Until recently, Exxon Mobil worked extensively in Indonesia’s Aceh Province, home to one of the globe’s largest natural gas fields. A company executive once said that for a time, Exxon Mobil’s operations in the region were “the jewel in the company’s crown.” Back in the 1970s, Mobil Corp.—which in 1999 merged with Exxon Corp.—obtained exclusive rights to extract gas from the area and began a joint venture with the Indonesian government to process it. The company soon started employing Indonesian soldiers to protect its operations there. But in the 1990s and early 2000s, amid a war between the Indonesian military and armed separatists in the region, some of the soldiers working for the company allegedly detained, tortured, and even killed local Indonesian people who lived and worked nearby, according to a lawsuit first filed in the United States in 2001. Another lawsuit was filed on behalf of more Indonesians in 2007 and consolidated with the first.

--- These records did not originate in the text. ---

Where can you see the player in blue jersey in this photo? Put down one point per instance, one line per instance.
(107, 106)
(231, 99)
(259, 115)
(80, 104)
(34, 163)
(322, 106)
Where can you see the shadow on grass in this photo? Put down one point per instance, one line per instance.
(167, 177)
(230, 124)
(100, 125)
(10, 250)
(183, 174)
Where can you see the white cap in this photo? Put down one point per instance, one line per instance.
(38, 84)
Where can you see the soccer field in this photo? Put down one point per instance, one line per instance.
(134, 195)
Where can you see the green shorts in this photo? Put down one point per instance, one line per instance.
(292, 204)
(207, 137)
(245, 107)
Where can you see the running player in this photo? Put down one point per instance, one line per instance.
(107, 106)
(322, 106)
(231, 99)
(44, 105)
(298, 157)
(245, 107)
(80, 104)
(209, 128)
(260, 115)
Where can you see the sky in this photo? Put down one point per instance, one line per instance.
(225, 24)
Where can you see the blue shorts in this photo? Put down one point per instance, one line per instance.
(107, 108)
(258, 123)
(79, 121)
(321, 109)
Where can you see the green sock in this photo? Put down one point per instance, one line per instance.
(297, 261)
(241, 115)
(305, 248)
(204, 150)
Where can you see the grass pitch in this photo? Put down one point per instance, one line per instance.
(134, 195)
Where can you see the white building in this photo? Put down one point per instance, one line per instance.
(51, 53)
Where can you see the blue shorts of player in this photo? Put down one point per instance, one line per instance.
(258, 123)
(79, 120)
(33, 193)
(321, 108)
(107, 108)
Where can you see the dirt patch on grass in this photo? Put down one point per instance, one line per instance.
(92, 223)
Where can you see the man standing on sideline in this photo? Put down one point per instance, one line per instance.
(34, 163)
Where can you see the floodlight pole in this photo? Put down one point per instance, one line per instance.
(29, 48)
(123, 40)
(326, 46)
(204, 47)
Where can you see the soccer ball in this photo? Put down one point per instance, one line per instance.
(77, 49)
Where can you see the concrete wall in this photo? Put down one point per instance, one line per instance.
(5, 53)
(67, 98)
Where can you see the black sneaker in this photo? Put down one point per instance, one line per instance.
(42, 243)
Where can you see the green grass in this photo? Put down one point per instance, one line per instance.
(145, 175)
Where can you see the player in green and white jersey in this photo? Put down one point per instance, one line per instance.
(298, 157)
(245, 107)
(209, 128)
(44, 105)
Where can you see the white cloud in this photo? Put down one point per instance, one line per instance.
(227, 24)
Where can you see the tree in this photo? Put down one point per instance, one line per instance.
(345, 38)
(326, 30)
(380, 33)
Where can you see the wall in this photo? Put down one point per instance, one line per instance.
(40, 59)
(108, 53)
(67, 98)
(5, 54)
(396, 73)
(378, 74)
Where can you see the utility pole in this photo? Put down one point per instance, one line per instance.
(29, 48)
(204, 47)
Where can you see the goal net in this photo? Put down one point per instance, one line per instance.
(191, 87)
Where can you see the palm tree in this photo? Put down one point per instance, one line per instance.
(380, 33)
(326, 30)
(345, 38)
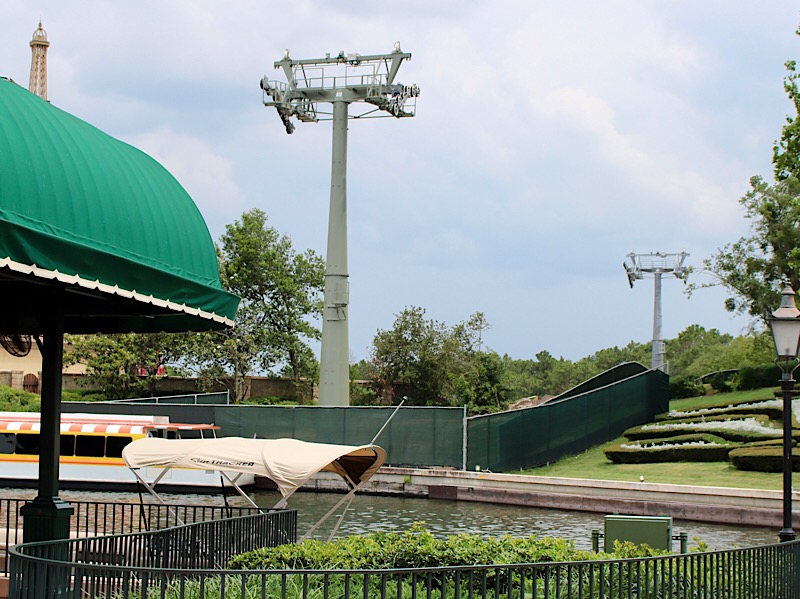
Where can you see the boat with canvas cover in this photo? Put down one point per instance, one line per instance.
(91, 446)
(289, 463)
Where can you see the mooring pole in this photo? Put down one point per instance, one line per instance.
(334, 376)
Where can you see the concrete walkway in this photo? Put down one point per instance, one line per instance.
(745, 507)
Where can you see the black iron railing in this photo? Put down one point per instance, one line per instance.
(161, 564)
(92, 518)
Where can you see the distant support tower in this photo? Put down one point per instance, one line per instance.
(339, 88)
(656, 264)
(38, 80)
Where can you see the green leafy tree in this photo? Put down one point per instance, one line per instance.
(125, 365)
(281, 293)
(437, 364)
(756, 267)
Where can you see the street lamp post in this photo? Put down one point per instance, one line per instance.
(785, 326)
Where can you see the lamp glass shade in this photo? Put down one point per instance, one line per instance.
(785, 326)
(786, 335)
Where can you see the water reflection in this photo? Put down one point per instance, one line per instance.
(370, 513)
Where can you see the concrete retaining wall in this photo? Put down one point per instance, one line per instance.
(744, 507)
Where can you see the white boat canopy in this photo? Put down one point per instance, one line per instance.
(289, 463)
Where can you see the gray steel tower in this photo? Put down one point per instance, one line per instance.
(367, 82)
(656, 264)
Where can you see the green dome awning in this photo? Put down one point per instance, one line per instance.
(104, 221)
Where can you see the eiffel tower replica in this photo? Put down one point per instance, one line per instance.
(38, 80)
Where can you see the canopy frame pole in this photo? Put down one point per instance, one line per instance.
(385, 424)
(283, 500)
(238, 488)
(349, 496)
(344, 511)
(151, 489)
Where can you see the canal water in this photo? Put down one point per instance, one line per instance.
(369, 513)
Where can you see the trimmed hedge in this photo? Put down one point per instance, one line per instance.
(772, 412)
(757, 377)
(762, 459)
(638, 433)
(689, 453)
(418, 548)
(685, 387)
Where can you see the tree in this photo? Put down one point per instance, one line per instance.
(281, 292)
(439, 365)
(756, 267)
(125, 365)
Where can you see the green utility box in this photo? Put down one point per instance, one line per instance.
(656, 531)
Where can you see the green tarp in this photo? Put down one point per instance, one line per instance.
(91, 212)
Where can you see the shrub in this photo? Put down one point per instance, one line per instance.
(684, 387)
(744, 430)
(415, 548)
(681, 448)
(763, 459)
(770, 408)
(723, 381)
(757, 377)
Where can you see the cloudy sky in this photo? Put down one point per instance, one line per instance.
(551, 139)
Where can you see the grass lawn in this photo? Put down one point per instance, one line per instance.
(593, 464)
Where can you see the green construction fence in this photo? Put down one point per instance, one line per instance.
(595, 412)
(591, 413)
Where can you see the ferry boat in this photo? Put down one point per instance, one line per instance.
(91, 452)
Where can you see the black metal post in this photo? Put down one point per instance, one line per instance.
(47, 517)
(787, 386)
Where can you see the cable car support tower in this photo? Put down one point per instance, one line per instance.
(368, 84)
(656, 264)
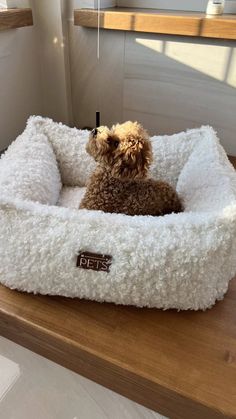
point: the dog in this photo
(120, 182)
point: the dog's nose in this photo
(94, 132)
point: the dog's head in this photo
(125, 149)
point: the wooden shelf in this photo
(162, 22)
(15, 18)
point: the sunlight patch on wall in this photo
(216, 61)
(9, 373)
(154, 44)
(211, 60)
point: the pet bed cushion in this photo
(182, 261)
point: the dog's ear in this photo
(137, 160)
(136, 150)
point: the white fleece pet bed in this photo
(182, 261)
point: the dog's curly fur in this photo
(120, 182)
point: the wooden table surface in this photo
(182, 364)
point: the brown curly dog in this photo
(120, 182)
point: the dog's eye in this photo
(113, 143)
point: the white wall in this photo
(20, 86)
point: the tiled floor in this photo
(41, 389)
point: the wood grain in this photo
(182, 365)
(162, 22)
(15, 18)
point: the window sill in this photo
(15, 18)
(159, 21)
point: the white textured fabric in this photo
(28, 170)
(182, 261)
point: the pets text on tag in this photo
(94, 261)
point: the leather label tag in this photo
(94, 261)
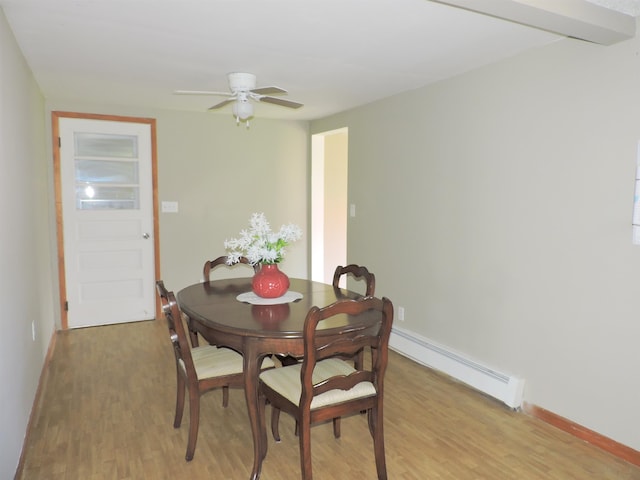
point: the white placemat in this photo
(253, 299)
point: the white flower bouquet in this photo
(259, 244)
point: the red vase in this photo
(270, 282)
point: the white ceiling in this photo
(331, 55)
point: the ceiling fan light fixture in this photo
(242, 110)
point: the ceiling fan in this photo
(243, 89)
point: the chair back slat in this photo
(223, 260)
(177, 332)
(357, 272)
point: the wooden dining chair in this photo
(325, 387)
(198, 370)
(358, 272)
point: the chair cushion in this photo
(286, 381)
(211, 361)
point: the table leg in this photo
(258, 430)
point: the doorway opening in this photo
(329, 199)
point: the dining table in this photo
(227, 313)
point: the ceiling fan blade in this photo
(269, 90)
(222, 103)
(201, 92)
(281, 101)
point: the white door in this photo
(107, 213)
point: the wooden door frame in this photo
(55, 128)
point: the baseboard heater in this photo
(506, 388)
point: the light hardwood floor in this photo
(107, 403)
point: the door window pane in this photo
(104, 145)
(106, 172)
(100, 197)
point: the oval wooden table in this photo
(260, 330)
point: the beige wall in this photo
(25, 258)
(496, 208)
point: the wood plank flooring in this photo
(107, 403)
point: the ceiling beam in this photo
(572, 18)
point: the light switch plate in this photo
(169, 207)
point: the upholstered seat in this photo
(287, 382)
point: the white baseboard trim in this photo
(506, 388)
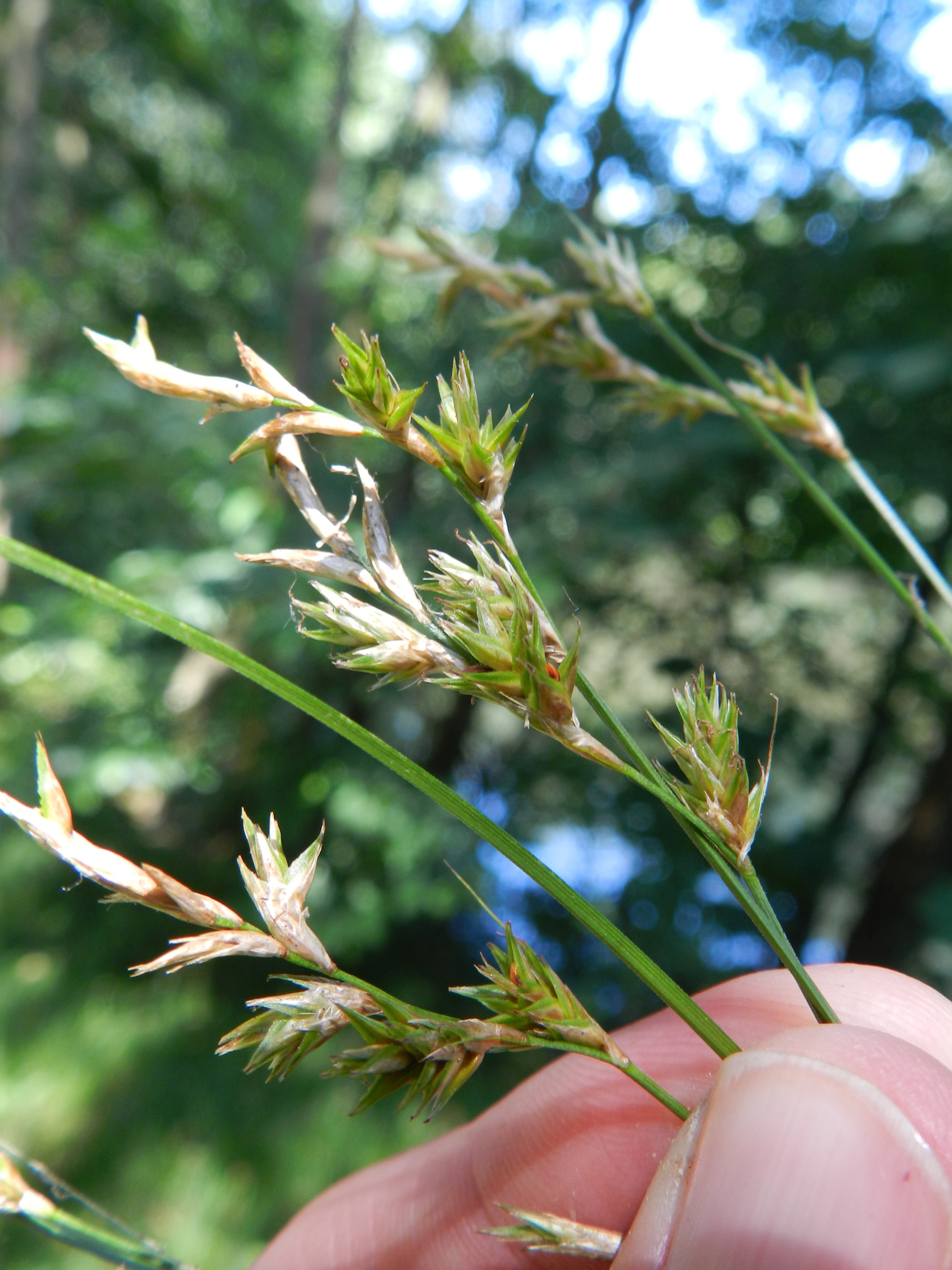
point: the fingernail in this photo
(795, 1164)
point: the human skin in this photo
(818, 1149)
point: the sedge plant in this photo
(477, 627)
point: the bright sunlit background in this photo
(785, 172)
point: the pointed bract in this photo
(718, 788)
(285, 458)
(319, 565)
(299, 424)
(381, 553)
(545, 1233)
(196, 949)
(293, 1026)
(280, 891)
(265, 375)
(139, 364)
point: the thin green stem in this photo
(120, 601)
(67, 1229)
(629, 1069)
(821, 1006)
(873, 492)
(755, 902)
(832, 510)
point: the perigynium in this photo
(477, 627)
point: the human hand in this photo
(818, 1149)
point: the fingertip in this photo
(799, 1164)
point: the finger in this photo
(824, 1147)
(578, 1139)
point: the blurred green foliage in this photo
(224, 166)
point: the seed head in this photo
(381, 553)
(319, 565)
(265, 375)
(611, 269)
(285, 459)
(13, 1188)
(280, 891)
(384, 645)
(520, 661)
(718, 788)
(789, 408)
(525, 995)
(483, 455)
(196, 949)
(506, 284)
(51, 826)
(428, 1059)
(545, 1233)
(299, 424)
(378, 398)
(138, 363)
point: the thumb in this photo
(798, 1161)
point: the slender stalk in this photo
(120, 601)
(67, 1229)
(899, 528)
(755, 902)
(832, 510)
(628, 1069)
(757, 906)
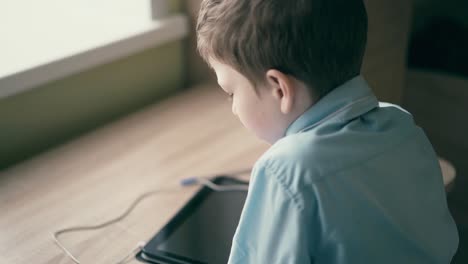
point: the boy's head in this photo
(318, 44)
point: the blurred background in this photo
(417, 57)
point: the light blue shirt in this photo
(353, 181)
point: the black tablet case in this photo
(202, 231)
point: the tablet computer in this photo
(202, 231)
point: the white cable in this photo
(187, 182)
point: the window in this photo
(49, 39)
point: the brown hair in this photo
(319, 42)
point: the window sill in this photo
(63, 54)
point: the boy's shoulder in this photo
(339, 144)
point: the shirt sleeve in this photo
(274, 226)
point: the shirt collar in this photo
(349, 100)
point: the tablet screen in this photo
(203, 230)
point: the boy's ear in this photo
(282, 88)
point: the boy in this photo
(346, 180)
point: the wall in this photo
(45, 116)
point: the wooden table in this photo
(95, 178)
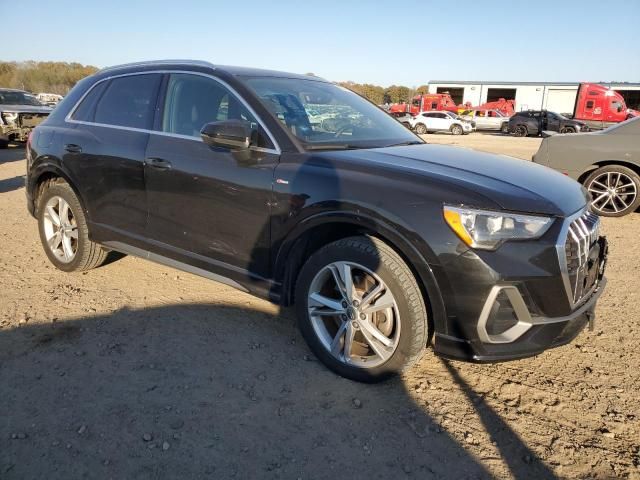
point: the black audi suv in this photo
(301, 192)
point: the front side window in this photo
(9, 97)
(324, 115)
(192, 101)
(129, 101)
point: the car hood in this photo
(511, 183)
(25, 108)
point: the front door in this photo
(207, 206)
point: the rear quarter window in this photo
(85, 111)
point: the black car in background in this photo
(383, 243)
(534, 122)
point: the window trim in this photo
(68, 118)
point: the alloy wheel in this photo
(354, 314)
(612, 192)
(60, 229)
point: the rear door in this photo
(207, 206)
(105, 153)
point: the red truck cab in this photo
(600, 107)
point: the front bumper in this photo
(525, 297)
(544, 333)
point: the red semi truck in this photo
(600, 107)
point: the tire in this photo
(625, 185)
(79, 253)
(456, 129)
(521, 131)
(420, 129)
(404, 324)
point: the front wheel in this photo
(360, 309)
(614, 190)
(456, 130)
(421, 129)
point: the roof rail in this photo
(200, 63)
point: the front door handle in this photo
(158, 163)
(73, 148)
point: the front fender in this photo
(418, 255)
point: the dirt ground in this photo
(134, 370)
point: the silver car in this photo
(607, 163)
(487, 119)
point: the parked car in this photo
(487, 119)
(381, 241)
(607, 163)
(49, 99)
(534, 122)
(20, 112)
(455, 116)
(403, 117)
(434, 121)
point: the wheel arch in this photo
(319, 230)
(604, 163)
(45, 171)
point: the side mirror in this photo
(232, 134)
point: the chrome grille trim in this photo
(578, 235)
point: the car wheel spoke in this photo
(330, 303)
(384, 301)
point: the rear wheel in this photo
(63, 230)
(456, 129)
(614, 190)
(421, 129)
(360, 309)
(521, 131)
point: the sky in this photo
(384, 43)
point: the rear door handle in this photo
(158, 163)
(73, 148)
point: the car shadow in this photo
(10, 184)
(13, 153)
(190, 391)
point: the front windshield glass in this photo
(324, 115)
(8, 97)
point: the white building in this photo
(558, 97)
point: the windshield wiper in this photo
(411, 142)
(334, 146)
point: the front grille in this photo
(582, 238)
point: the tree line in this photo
(49, 77)
(380, 95)
(60, 77)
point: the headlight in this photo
(9, 117)
(487, 230)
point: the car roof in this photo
(199, 65)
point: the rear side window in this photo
(86, 110)
(129, 101)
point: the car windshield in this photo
(9, 97)
(326, 116)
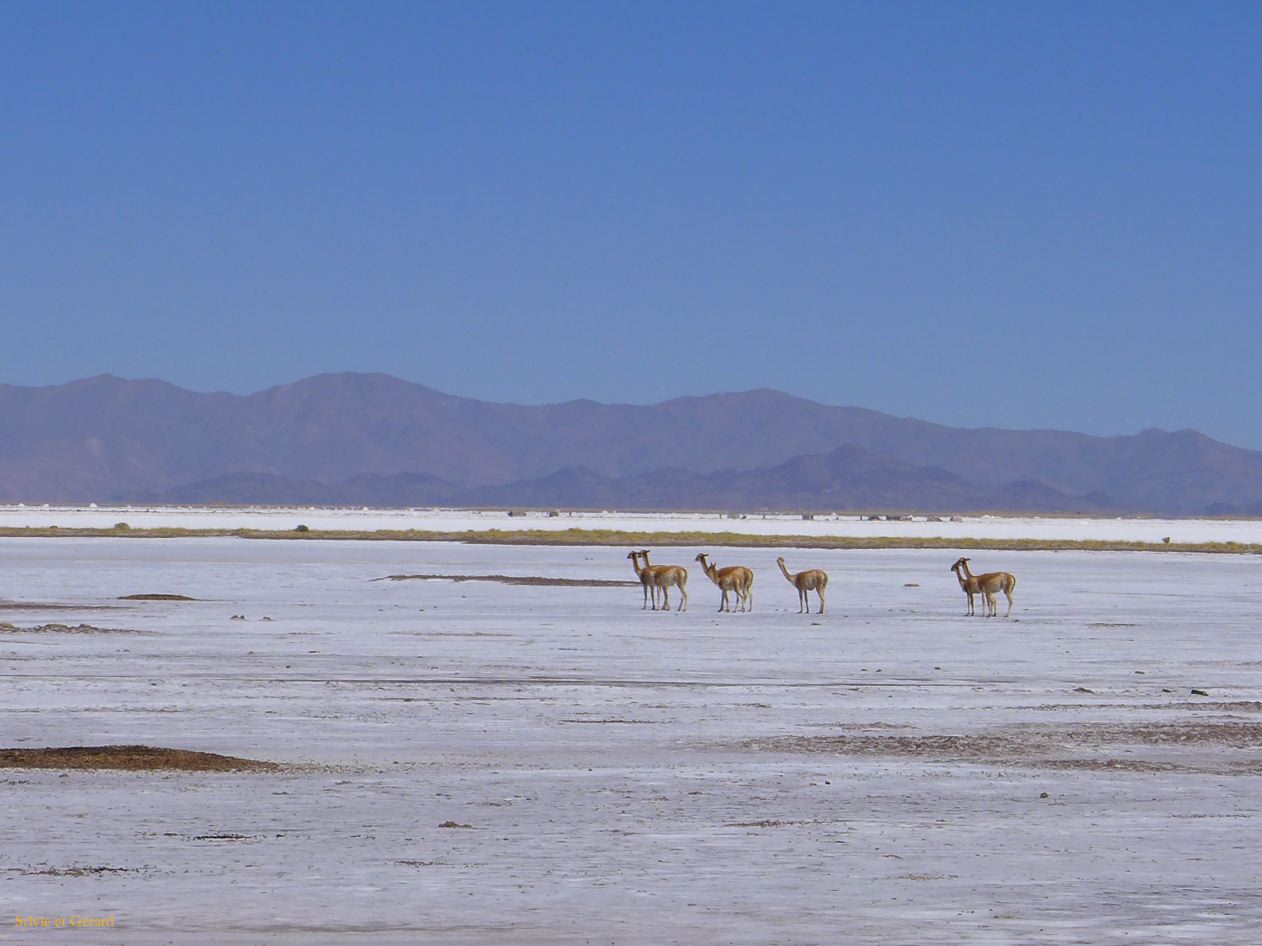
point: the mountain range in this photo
(374, 439)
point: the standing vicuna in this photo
(809, 580)
(661, 578)
(733, 578)
(641, 572)
(984, 585)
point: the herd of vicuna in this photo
(738, 580)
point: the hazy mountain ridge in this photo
(372, 439)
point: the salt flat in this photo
(890, 772)
(444, 520)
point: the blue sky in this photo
(1011, 213)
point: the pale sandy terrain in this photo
(271, 517)
(891, 772)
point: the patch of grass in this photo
(642, 540)
(130, 758)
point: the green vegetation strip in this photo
(644, 540)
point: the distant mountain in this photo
(372, 439)
(848, 478)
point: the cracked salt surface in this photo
(875, 775)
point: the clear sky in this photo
(1005, 213)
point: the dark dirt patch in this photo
(1200, 705)
(63, 630)
(155, 598)
(1149, 747)
(78, 872)
(616, 722)
(519, 580)
(130, 758)
(53, 606)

According to the lawsuits, one plaintiff was allegedly shot in the knee by an Exxon Mobil security official while riding his bike home from a local plantation, where he worked as a laborer. When another plaintiff tried to intervene, a security official stomped on his head. A third plaintiff said security officials shocked him in the genitals with electricity and brought him to a pit filled with human heads. Their lawyer, Terry Collingsworth of International Rights Advocates, says he’s met dozens of people in Aceh with similar complaints. In response to my questions about the case, a spokesman for Exxon Mobil told me the company “categorically denies any complicity in any human rights abuses committed by Indonesian soldiers during an Indonesian civil war.”
The Indonesian plaintiffs say top Exxon Mobil executives in Texas knew or should have known about the alleged abuse but kept the soldiers on board for security anyway. During the first few years of abuse outlined in the complaints, Rex Tillerson was executive vice president of Exxon Mobil Development Company, a subsidiary that develops Exxon Mobil’s exploration and production projects around the world. He became senior vice president of Exxon Mobil Corp. in 2001 and its president a few years later. Exxon Mobil says Tillerson had no responsibility for operations in Aceh “during the relevant time period.” Collingsworth says there’s no evidence to suggest he was making decisions related to the retention of Indonesian soldiers as security.